Seja através da televisão, onde os diretos não poupam nas palavras e até nas imagens, seja nas conversas dos adultos ou até nos momentos em que enfrentam a perda de alguém querido, acaba por ser, mais cedo ou mais tarde, uma realidade inevitável. O seu filho não será exceção. Por isso, com o apoio de especialistas, vamos ajudá-la a lidar da melhor forma com o mais sensível dos temas: o último capítulo da vida.
O mundo e eu
Observar o que a rodeia é a primeira grande escola de uma criança. É através do que vê que cria os alicerces do seu universo, desde ter a noção do que é uma cor ou um objecto à compreensão da amplitude de um sentimento ou de palavras como a felicidade. Segundo Jean Piaget, famoso psicólogo suíço, até aos 11 anos a criança tende a basear o seu conhecimento em factos concretos e experiências, sendo-lhe difícil compreender conceitos menos palpáveis.

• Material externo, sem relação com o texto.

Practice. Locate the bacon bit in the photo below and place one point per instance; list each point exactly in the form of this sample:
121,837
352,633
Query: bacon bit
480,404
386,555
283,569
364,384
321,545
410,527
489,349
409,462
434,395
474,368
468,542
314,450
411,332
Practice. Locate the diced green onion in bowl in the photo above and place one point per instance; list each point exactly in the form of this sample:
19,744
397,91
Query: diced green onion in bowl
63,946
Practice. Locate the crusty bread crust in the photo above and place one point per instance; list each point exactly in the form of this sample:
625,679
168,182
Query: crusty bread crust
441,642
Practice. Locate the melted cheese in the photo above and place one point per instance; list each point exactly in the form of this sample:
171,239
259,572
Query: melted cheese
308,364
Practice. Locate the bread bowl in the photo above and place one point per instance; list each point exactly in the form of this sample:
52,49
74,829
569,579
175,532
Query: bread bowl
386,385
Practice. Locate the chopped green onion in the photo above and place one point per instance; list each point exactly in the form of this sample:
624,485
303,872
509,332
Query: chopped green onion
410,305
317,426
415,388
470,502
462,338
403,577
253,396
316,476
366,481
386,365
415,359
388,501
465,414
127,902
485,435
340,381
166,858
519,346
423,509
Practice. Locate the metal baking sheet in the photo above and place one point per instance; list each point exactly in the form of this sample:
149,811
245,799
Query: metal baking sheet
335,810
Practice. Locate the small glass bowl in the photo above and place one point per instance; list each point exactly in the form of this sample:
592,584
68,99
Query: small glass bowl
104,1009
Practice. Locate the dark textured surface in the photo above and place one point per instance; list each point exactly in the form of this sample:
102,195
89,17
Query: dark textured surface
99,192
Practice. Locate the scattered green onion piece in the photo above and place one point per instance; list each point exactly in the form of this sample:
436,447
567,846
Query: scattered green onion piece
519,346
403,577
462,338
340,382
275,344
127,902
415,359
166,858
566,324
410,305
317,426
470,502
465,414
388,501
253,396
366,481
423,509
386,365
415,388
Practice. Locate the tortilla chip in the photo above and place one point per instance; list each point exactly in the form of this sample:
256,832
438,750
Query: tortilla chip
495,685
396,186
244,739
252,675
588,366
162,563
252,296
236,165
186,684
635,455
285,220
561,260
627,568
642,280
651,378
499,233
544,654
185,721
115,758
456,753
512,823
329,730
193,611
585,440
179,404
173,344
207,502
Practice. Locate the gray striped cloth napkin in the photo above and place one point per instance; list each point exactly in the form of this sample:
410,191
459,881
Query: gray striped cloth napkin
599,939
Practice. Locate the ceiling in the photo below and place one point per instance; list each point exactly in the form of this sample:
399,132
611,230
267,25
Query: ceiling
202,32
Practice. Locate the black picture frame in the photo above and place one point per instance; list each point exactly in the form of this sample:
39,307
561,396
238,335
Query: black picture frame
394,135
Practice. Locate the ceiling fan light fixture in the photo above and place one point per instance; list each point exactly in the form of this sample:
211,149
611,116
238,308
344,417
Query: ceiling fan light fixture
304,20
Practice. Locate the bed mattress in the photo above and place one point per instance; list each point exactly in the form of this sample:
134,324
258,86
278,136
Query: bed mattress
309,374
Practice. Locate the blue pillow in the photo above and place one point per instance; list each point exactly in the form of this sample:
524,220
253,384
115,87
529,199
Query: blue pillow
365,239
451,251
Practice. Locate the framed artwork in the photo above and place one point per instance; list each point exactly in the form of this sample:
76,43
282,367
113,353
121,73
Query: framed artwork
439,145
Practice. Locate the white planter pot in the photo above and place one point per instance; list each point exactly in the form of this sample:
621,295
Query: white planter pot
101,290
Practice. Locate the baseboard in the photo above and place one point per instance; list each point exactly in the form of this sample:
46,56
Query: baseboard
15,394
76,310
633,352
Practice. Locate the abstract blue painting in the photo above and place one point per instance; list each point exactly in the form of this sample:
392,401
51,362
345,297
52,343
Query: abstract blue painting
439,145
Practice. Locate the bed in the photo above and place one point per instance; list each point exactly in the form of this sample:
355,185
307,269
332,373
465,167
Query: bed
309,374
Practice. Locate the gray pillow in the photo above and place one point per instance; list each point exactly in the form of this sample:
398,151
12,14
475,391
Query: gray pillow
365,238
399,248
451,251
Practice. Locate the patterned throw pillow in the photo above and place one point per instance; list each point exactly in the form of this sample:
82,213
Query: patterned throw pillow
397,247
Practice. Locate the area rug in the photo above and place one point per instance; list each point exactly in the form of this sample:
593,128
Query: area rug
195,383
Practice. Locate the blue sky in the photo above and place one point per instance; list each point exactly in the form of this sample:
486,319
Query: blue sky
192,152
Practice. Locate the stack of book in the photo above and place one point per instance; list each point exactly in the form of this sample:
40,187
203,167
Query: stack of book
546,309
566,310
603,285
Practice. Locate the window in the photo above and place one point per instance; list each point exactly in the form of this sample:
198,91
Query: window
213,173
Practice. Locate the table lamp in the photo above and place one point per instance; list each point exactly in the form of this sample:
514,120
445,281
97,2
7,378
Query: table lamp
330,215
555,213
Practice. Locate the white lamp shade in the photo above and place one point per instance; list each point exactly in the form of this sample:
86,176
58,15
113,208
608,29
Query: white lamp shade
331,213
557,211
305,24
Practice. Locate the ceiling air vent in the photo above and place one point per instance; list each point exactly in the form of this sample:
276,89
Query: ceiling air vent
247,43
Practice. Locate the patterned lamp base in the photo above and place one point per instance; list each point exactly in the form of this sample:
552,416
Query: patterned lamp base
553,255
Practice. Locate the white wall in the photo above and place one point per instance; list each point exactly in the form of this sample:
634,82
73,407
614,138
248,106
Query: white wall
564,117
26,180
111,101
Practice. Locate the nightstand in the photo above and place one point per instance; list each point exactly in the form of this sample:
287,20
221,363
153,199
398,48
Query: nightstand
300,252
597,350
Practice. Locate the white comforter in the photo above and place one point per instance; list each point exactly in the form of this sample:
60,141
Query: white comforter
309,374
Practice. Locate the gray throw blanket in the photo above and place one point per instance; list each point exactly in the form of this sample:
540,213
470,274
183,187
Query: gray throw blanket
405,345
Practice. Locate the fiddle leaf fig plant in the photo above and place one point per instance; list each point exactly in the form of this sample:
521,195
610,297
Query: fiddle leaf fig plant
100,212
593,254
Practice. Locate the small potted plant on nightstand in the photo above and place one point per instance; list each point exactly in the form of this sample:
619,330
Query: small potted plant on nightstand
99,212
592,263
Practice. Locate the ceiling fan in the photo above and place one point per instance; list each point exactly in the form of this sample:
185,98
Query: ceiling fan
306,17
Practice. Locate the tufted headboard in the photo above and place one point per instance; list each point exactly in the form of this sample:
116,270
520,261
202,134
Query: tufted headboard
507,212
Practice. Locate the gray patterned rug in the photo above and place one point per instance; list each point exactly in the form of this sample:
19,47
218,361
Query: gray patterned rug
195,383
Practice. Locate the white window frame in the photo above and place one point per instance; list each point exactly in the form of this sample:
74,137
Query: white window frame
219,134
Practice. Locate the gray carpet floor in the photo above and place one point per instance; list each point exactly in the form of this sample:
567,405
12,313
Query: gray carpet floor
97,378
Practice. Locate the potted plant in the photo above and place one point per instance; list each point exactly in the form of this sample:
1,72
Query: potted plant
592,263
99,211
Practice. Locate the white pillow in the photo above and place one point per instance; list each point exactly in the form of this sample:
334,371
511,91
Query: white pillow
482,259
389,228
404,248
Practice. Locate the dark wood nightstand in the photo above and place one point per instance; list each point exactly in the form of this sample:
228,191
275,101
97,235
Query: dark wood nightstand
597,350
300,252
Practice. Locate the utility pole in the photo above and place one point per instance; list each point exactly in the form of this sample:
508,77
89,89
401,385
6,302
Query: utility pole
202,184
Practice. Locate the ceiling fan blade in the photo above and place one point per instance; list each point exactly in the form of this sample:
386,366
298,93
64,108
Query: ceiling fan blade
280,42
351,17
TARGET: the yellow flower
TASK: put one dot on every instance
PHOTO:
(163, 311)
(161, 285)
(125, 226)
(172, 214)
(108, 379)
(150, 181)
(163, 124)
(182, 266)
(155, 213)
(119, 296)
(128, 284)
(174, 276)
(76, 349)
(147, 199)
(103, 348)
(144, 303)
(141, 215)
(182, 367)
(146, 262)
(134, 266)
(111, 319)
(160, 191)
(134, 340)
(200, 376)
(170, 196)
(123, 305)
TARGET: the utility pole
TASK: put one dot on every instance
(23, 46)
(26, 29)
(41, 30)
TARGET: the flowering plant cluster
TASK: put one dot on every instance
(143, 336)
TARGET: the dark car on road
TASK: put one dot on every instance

Isso não é, contudo, motivo para julgar que a criança é demasiado pequena para perceber o que se passa ou pensar que ela não irá sofrer. Na opinião de Lídia Weber, psicóloga, «essas afirmações desconsideram-na». «É como se ela não tivesse sentimentos ou a necessidade de compreender o que se passa à sua volta. Mas como pode saber o que é a morte se nunca morreu e se os adultos à sua volta não sabem responder às suas perguntas?», questiona.
Evolução da perceção
A forma como a criança vive e entende a morte varia de idade para idade. Cada criança é única e desenvolve-se segundo ritmos distintos, no entanto, existem comportamentos característicos da fase em que se encontra. Estima-se que até aos três anos, ela consegue apenas aperceber-se da presença ou ausência de alguém, pelo que não vale a pena entrar em detalhes. Entre os quatro e os seis anos, a sua percepção baseia-se no concreto.
Daí que a criança pense que a pessoa vai regressar ou possa falar do assunto de forma despreocupada. Aos sete anos, a criança tende a sentir receio da morte. Afirmam os especialistas que é a partir desta idade que ela a entende como algo real e começa a interessar-se pelo que ocorre depois. Entre os nove e os onze anos, o conceito de vida e morte torna-se mais próximo daquele que têm os adultos. Aqui, a criança já percebe que apenas as pessoas, animais e plantas têm vida.
E começa a sentir empatia pelos sentimentos dos outros. A perceção destas noções evolui gradualmente com a idade, contudo, a fantasia pode sempre entrar na história, pelo que não devemos esperar comportamentos de adulto antes dos onze ou treze anos. Os mais pequenos têm dificuldade em centrar-se nos sentimentos, sendo normal lançarem uma pergunta sobre a morte e no minuto seguinte brincarem alegremente.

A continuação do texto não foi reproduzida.